Given the lack of answers I thought I would let people know what ended up working very well for me.
So I made the mexFunction() itself do almost nothing - just some basic validation of the inputs and outputs. I put all of the C functionality I cared about in separate myAlgorithm.h / myAlgorithm.c files with 1 public function declared in the *.h, with a prototype similar to:
mxArray* my_algorithm(mxArray *arg1, mxArray *arg2);
Then after validating the arguments, the mexFunction() makes a call to my_algorithm().
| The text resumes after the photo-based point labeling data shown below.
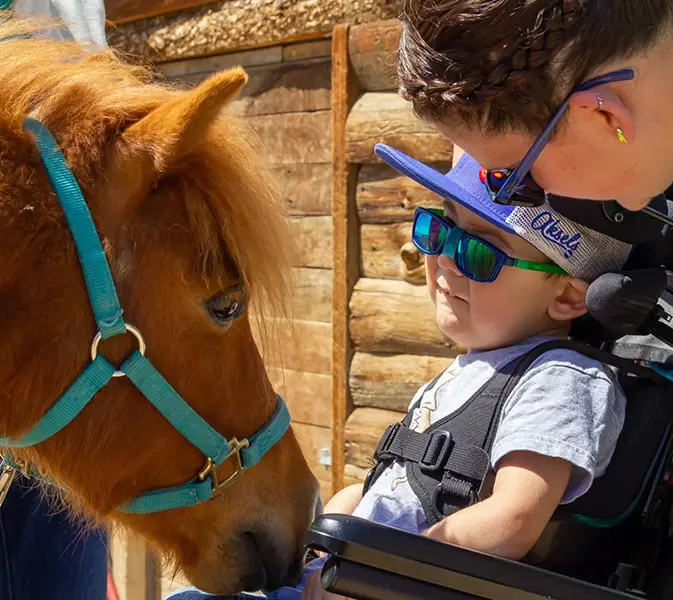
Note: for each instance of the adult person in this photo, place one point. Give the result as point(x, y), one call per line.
point(567, 97)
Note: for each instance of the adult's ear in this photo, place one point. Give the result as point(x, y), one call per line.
point(570, 302)
point(161, 142)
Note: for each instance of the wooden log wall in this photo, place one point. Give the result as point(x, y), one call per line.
point(288, 104)
point(395, 345)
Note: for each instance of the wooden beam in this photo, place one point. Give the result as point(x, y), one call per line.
point(313, 240)
point(294, 87)
point(312, 295)
point(121, 11)
point(306, 188)
point(300, 345)
point(345, 239)
point(391, 381)
point(385, 117)
point(386, 196)
point(309, 133)
point(135, 570)
point(373, 53)
point(396, 317)
point(308, 395)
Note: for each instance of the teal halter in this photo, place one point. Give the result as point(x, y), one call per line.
point(216, 449)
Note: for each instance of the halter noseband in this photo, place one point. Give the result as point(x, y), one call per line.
point(245, 453)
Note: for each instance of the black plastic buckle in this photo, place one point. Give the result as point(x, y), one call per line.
point(442, 456)
point(381, 452)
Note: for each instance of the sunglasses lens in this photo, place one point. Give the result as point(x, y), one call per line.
point(429, 233)
point(476, 259)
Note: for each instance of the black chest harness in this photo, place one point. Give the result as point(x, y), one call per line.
point(448, 466)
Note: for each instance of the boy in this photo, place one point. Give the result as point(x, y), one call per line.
point(503, 280)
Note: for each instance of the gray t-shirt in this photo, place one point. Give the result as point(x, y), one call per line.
point(566, 405)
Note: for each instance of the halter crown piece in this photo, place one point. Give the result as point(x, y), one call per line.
point(216, 449)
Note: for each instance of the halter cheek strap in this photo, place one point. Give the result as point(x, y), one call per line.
point(216, 449)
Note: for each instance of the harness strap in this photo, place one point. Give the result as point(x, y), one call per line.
point(99, 283)
point(433, 451)
point(108, 314)
point(97, 374)
point(174, 409)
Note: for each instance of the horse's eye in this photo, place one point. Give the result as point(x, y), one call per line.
point(227, 305)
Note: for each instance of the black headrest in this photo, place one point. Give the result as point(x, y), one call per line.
point(610, 218)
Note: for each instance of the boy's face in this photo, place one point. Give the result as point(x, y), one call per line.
point(492, 315)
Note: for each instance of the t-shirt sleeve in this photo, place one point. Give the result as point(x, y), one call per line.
point(564, 407)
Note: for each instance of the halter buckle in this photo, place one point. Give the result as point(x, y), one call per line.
point(7, 475)
point(209, 467)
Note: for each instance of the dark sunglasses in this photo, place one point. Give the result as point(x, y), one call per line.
point(433, 234)
point(517, 186)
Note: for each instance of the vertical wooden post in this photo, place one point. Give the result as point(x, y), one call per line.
point(345, 90)
point(134, 569)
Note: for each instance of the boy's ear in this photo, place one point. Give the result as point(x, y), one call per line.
point(570, 302)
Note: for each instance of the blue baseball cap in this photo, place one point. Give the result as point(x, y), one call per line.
point(581, 251)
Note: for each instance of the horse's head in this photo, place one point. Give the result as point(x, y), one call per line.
point(191, 230)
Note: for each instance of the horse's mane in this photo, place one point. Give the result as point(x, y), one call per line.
point(87, 100)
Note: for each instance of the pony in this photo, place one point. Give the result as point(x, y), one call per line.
point(191, 228)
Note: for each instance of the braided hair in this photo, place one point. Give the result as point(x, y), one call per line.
point(507, 64)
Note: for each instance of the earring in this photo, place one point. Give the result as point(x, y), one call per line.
point(599, 98)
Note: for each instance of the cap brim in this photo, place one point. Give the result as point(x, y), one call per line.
point(461, 185)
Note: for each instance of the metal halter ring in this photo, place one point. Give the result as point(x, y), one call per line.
point(130, 329)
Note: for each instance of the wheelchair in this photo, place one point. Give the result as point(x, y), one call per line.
point(614, 543)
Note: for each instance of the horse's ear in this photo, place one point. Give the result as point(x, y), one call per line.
point(171, 131)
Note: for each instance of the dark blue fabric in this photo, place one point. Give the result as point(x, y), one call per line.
point(44, 555)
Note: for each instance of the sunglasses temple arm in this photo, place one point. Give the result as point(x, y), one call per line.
point(536, 266)
point(514, 180)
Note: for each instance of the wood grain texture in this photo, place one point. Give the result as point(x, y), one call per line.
point(313, 239)
point(345, 239)
point(235, 25)
point(312, 439)
point(364, 429)
point(304, 50)
point(385, 117)
point(135, 570)
point(395, 317)
point(388, 253)
point(300, 346)
point(308, 395)
point(306, 189)
point(373, 54)
point(310, 133)
point(312, 294)
point(302, 86)
point(385, 196)
point(121, 11)
point(180, 69)
point(391, 381)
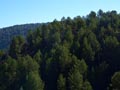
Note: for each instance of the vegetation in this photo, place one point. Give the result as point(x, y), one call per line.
point(72, 54)
point(7, 34)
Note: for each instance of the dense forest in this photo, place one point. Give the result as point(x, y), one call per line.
point(72, 54)
point(6, 34)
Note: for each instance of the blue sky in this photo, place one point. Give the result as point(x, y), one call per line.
point(14, 12)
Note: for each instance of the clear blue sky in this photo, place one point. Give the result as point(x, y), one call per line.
point(14, 12)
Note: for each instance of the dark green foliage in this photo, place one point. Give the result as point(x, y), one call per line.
point(72, 54)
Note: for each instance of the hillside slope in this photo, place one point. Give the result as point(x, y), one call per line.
point(6, 34)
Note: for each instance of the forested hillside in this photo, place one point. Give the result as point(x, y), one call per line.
point(82, 53)
point(6, 34)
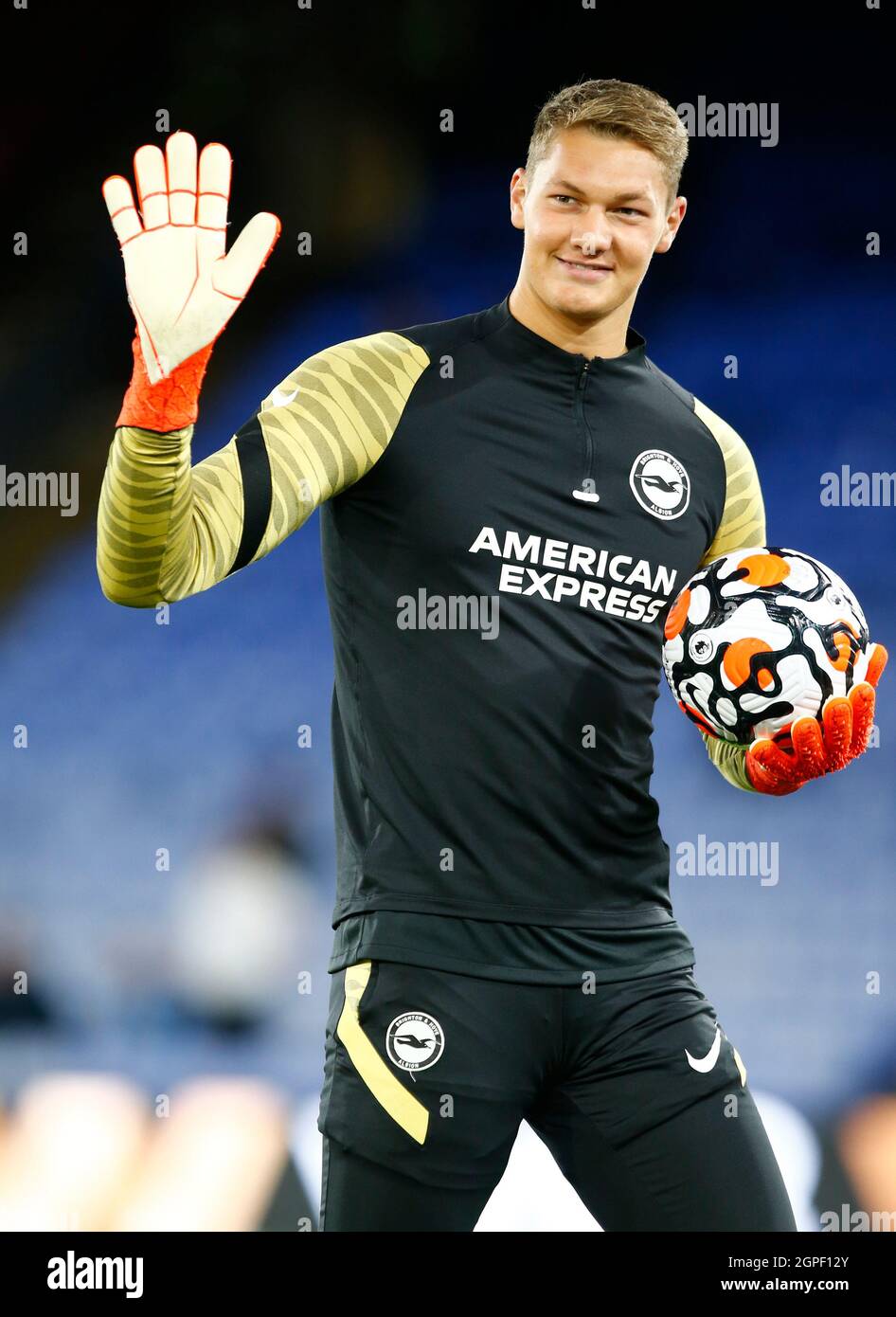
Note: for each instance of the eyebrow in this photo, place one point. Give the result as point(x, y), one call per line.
point(574, 188)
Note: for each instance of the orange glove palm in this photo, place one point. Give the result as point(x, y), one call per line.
point(787, 762)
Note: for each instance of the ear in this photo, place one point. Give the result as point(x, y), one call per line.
point(517, 198)
point(672, 224)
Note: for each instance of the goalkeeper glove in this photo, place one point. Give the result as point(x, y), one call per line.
point(181, 284)
point(797, 753)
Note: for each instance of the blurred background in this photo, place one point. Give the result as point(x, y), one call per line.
point(166, 871)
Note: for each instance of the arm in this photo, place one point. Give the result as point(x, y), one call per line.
point(743, 526)
point(168, 530)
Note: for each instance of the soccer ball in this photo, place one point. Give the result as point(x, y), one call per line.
point(760, 638)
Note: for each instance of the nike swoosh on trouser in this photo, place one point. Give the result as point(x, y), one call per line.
point(706, 1063)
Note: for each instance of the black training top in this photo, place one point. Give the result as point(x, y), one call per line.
point(504, 527)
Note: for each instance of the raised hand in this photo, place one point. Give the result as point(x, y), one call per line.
point(182, 286)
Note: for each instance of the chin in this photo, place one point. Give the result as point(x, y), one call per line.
point(578, 302)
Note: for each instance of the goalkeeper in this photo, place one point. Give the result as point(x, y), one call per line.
point(504, 934)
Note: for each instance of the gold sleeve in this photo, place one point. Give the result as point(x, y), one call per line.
point(168, 530)
point(743, 526)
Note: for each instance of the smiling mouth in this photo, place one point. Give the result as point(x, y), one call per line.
point(583, 265)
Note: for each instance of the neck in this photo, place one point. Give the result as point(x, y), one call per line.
point(604, 337)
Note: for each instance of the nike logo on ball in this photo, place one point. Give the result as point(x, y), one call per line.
point(706, 1063)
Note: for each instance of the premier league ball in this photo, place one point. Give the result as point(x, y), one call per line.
point(760, 638)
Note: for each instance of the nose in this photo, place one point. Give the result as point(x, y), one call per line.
point(594, 240)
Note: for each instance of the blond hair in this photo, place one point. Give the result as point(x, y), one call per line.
point(615, 108)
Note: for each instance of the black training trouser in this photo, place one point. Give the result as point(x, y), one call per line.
point(633, 1087)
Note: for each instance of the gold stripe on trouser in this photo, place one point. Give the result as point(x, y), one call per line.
point(385, 1087)
point(740, 1066)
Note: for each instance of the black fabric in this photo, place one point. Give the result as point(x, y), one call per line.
point(256, 473)
point(507, 780)
point(648, 1141)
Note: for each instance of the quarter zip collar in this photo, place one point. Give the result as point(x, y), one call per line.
point(533, 350)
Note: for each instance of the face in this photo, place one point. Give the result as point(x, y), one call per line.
point(598, 202)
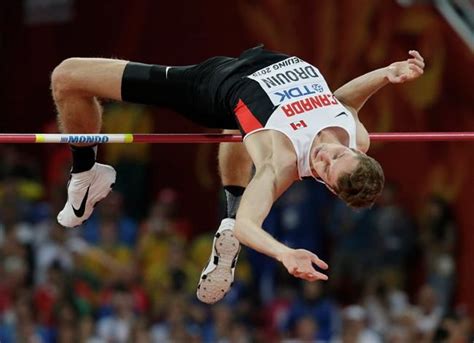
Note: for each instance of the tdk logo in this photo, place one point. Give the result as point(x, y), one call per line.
point(297, 92)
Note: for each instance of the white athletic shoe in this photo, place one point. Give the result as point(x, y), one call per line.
point(84, 191)
point(218, 276)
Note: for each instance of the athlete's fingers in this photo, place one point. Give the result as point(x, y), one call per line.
point(416, 69)
point(314, 276)
point(317, 261)
point(417, 62)
point(416, 54)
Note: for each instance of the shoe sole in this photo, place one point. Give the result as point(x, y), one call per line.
point(96, 203)
point(215, 285)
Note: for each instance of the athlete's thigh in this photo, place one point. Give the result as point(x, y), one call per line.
point(99, 77)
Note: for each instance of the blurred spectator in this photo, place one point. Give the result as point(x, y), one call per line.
point(354, 327)
point(117, 327)
point(19, 325)
point(427, 312)
point(313, 304)
point(455, 327)
point(172, 328)
point(108, 219)
point(395, 235)
point(383, 304)
point(438, 238)
point(353, 237)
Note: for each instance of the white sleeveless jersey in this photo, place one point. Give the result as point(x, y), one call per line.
point(304, 105)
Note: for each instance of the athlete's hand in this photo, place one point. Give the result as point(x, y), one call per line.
point(299, 263)
point(412, 68)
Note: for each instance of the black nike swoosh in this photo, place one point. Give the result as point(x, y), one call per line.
point(342, 113)
point(80, 212)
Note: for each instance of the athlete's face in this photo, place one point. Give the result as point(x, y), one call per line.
point(332, 160)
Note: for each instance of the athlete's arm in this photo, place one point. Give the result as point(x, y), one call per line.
point(265, 187)
point(356, 92)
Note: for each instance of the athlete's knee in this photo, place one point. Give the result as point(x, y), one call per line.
point(63, 78)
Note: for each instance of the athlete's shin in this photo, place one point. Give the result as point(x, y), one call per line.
point(235, 167)
point(78, 110)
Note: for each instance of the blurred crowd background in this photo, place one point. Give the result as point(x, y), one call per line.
point(399, 272)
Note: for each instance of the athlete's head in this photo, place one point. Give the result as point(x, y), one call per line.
point(352, 175)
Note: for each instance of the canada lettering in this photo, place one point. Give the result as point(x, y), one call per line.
point(309, 104)
point(289, 76)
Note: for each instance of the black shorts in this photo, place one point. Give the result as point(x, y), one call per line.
point(207, 93)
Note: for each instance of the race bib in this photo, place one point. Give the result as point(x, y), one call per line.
point(289, 80)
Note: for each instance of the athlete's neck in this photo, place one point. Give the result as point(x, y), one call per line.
point(325, 136)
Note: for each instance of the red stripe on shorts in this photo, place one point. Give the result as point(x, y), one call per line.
point(247, 120)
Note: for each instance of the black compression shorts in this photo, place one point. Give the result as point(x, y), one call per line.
point(206, 93)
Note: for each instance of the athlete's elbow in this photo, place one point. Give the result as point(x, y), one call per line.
point(238, 231)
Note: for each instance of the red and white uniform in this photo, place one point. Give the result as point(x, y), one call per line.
point(304, 105)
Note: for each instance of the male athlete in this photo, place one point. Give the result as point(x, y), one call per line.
point(294, 127)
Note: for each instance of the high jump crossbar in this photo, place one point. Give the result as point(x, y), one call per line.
point(210, 137)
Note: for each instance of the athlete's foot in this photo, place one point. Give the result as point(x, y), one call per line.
point(84, 191)
point(218, 276)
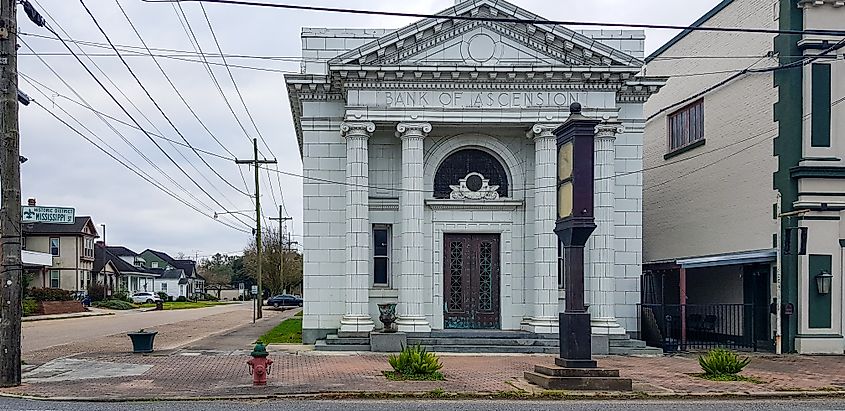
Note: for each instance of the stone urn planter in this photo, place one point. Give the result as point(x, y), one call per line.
point(142, 341)
point(387, 316)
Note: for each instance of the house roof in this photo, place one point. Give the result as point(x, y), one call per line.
point(104, 255)
point(698, 23)
point(77, 228)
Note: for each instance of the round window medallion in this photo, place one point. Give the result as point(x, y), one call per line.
point(481, 47)
point(474, 182)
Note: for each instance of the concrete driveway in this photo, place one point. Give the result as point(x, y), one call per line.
point(39, 335)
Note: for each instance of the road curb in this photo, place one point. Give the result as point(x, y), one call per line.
point(431, 395)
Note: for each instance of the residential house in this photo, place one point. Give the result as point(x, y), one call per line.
point(191, 284)
point(443, 132)
point(112, 269)
point(729, 142)
point(71, 247)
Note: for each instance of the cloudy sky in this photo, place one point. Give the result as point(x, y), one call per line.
point(65, 170)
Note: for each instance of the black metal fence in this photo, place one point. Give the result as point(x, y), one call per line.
point(681, 327)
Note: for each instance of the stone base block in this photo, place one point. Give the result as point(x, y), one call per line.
point(577, 379)
point(388, 342)
point(600, 344)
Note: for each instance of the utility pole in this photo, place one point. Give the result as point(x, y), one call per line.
point(281, 221)
point(10, 210)
point(255, 163)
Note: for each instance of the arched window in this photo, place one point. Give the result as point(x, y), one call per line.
point(461, 164)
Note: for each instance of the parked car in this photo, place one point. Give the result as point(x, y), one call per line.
point(145, 298)
point(285, 300)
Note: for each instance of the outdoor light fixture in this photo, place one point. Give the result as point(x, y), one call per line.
point(823, 280)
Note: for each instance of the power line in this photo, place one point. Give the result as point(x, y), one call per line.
point(534, 20)
point(133, 170)
point(126, 112)
point(178, 93)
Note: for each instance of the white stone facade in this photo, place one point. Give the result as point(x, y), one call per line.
point(379, 116)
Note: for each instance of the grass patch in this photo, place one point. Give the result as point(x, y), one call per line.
point(187, 305)
point(288, 331)
point(729, 377)
point(396, 376)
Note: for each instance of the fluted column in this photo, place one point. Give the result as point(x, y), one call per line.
point(545, 316)
point(411, 314)
point(603, 248)
point(357, 317)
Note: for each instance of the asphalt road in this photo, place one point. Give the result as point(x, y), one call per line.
point(38, 335)
point(409, 405)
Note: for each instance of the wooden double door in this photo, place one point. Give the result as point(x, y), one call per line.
point(471, 281)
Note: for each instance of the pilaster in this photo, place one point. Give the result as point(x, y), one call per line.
point(357, 318)
point(602, 242)
point(545, 316)
point(411, 288)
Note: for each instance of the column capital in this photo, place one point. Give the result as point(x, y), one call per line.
point(361, 129)
point(609, 129)
point(412, 130)
point(542, 131)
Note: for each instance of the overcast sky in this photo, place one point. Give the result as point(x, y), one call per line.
point(65, 170)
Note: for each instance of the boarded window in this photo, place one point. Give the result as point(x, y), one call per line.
point(686, 126)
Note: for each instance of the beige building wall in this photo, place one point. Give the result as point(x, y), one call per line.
point(716, 198)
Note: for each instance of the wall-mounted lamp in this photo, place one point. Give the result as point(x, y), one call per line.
point(823, 280)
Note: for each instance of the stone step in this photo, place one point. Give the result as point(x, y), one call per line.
point(333, 339)
point(484, 341)
point(509, 334)
point(628, 343)
point(635, 351)
point(488, 349)
point(322, 346)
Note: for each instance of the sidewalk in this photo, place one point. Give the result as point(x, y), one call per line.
point(195, 374)
point(92, 312)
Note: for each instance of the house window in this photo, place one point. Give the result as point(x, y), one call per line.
point(381, 255)
point(88, 248)
point(686, 126)
point(561, 279)
point(54, 246)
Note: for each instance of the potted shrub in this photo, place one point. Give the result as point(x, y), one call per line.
point(142, 341)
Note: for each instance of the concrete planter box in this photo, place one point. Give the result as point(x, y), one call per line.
point(59, 307)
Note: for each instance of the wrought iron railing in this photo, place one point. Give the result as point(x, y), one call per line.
point(682, 327)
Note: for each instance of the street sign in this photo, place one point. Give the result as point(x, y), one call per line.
point(54, 215)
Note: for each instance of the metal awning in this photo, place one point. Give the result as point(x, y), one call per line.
point(748, 257)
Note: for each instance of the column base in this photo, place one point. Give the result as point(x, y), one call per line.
point(606, 326)
point(541, 325)
point(413, 324)
point(356, 324)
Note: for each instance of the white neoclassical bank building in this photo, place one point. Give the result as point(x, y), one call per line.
point(430, 163)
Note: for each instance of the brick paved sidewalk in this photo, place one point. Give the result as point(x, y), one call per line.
point(204, 374)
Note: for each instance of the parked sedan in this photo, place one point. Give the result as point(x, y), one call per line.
point(285, 300)
point(145, 298)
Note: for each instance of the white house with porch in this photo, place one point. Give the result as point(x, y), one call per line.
point(430, 163)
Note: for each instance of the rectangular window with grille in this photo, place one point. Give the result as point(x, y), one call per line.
point(381, 255)
point(686, 126)
point(55, 279)
point(55, 246)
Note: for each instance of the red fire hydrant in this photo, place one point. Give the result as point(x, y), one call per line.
point(259, 365)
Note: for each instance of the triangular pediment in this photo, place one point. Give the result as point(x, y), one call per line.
point(439, 42)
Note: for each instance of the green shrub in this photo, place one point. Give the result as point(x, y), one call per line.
point(414, 362)
point(114, 305)
point(50, 294)
point(722, 362)
point(30, 306)
point(121, 296)
point(97, 292)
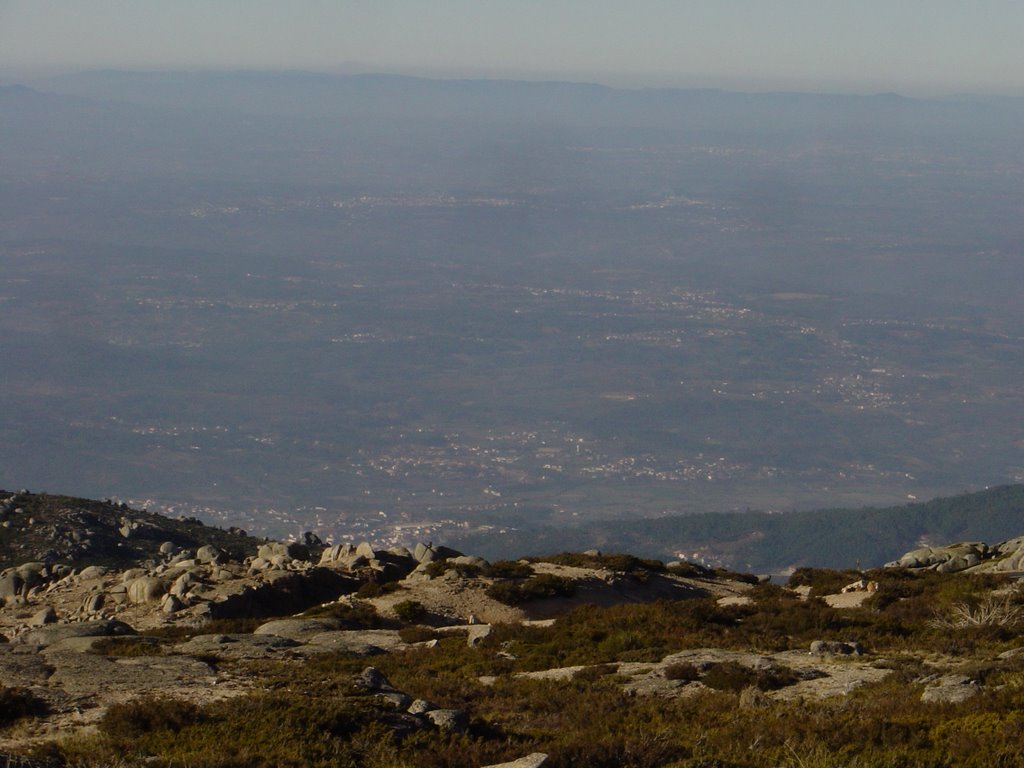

For profiling I created a completely separate testMyAlgorithm.c file which uses MATLAB Engine to load a *.mat file containing input data and then uses MATLAB engine to copy that data as mxArray pointers into the testMyAlgorithm process. Then the myAlgorithm() function containing the common code is called. This C file capable of being profiled is compiled with:
mex -g -client engine testMyAlgorithm.c myAlgorithm.c
Then to profile the code I used something similar to:
LD_LIBRARY_PATH=$LD_LIBRARY_PATH:~/MATLAB/R2016a/bin/glnxa64/ valgrind --tool=callgrind ./testMyAlgorithm
This approach worked to run the code by itself as well as with gdb, valgrind, callgrind, cachegrind, etc.
Essentially it is really just C code. But MATLAB Engine and the mx library is being used for convenience so we can have common code shared between a MEX function and pure C code as well as a common way of reading input test data from MATLAB.
If anyone else has an easier way of doing this I would appreciate learning about it.